Ah, the Elagabalians are here. Excellent. I was going to talk about their invasion.

In the Earth year 1970 the Elagabalians infiltrated the city called San Francisco. From this base, they proceeded to kidnap Earthlings and replace them with duplicates spawned from plant pods.

The duplicates looked and acted like their human counterparts. They were identical, except they showed a lack of emotion and initiative. It worked out okay until the Earth army showed up.

But now that you guys are here I have to ask, why did you bother?

(No answer.)

I just don’t get what the point of all this was. I mean, your big plan is to replace the humans with other humans that think and act more like you do?

Suppose for a moment you had succeeded. What was the next step? The planet would still be run by the same species, more or less, and have the same infrastructure, the same technology level, the same environment.

What would you have changed? They think like you now. Does that mean new human hybrids were going to welcome you as their new overlord? That would have been nice for the ego. What would you have gained? The adulation of six billion inhabitants on a backwater planet?

This goes back to that non-discussion about motive. You guys don’t want to tell me what’s so important about this place? Fine. But ask yourselves if this approach was going to achieve that ultimate goal. This is a lot of hard work, replacing all six billion plus people on a planet. Even if you manage to pull off this scheme, does it bring you closer to your goal? Was it worth the effort of staying underground and hidden while you carried this out? I’m having a hard time seeing any gain that might be even remotely worth the effort.

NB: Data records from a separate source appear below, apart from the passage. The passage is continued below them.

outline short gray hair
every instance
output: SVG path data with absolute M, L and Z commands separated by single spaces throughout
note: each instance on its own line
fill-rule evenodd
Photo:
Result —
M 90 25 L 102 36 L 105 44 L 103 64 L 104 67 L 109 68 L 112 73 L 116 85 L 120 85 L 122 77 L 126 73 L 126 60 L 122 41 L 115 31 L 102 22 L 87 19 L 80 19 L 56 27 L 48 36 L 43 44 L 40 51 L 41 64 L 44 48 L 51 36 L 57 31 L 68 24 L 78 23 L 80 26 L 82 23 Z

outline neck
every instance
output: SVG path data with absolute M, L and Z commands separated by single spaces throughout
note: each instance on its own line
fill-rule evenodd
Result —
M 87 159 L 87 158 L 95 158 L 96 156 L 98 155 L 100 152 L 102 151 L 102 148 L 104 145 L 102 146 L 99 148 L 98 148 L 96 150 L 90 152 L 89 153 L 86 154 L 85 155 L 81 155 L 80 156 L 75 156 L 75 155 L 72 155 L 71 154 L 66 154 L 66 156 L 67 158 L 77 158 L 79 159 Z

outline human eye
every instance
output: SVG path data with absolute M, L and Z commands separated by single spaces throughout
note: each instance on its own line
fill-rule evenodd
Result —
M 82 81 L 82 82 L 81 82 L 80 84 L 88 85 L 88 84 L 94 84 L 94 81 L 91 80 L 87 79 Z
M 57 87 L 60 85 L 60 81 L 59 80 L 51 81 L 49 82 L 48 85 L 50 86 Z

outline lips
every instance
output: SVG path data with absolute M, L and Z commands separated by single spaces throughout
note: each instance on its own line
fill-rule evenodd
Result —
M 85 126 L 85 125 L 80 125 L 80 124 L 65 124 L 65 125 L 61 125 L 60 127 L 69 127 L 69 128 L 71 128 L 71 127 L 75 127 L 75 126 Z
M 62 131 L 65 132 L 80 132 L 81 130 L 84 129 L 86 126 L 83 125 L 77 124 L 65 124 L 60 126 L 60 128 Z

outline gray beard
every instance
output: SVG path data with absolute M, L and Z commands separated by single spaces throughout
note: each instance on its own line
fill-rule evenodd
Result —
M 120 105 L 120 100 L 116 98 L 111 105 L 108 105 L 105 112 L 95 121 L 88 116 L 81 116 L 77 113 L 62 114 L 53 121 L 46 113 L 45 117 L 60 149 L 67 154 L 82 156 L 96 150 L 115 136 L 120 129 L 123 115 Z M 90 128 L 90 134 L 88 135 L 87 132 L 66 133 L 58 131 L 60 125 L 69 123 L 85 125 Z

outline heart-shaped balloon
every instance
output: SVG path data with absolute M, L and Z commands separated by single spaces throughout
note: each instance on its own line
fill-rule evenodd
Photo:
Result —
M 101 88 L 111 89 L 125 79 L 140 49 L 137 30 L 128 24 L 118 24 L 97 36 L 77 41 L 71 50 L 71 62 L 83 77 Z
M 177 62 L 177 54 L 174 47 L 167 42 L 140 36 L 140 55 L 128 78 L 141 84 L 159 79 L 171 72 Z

The Elagabalians looked like they were out to take away human individuality. But they didn’t really do that. Even if those human hybrids just retained the memories necessary to do their basic jobs, then they were still individuals.

Did you take away the emotion and passion from the humans? That’s a very stupid idea. What good would they have been then? It’s passion and emotion that motivate us to do a better than average job. It’s bad enough you went through all this work just to get a planet full of technologically backward slaves, but if you remove their emotions you’re getting a planet full of technologically backward slaves who don’t care about their work and do a crappy job. There’s a terran species of insect called an ant. It lives in a collective and has no individuality. And the only thing it can produce is a giant mound of dirt.

This scheme already failed miserably, but let’s review what it would have taken in order for it to have worked. First, you needed to stay hidden while you transformed the entire human population. Your new hybrids had to have obedience, yet at the same time enough individuality to perform some useful task, and enough emotion that they’ll to do that task effectively. Finally, you had to import the technology necessary for them to actually perform that useful job, whatever the hell it was. Because, if you just left the Earth as it is, it’s still centuries away from producing advanced spacefaring tech.

The chances were astronomically against all these things going right. In this case, phase one went tits up. The humans figured out what was happening and crushed the San Francisco base.

Trust me when I say you got off easy. Just think about what might have happened had the screw up occurred later in the process. Suppose you had assumed you had gained Earth’s loyalty and had started to import your tech, only for their “loyalty” to suddenly falter. All of a sudden, instead of a new race of slaves, you have had a new race of competitors or, worse yet, enemies. And you have just given them the tech necessary to launch an attack against you. You know it’s a crap plan when a partial success can lead to your utter annihilation.

So I ask again, what was the purpose of this?

(Throughout this whole tirade the Egabalian delegate has been silent with a blank stare on his face.)

WAR HAWK: Hello?

(War Hawk now stands in front and waves his hand in front of the Egabalian. There is no response. It’s at this point that War Hawk noticed some green sprouts growing out of one of the Egabalian’s six ears.)

WAR HAWK: That answers that question.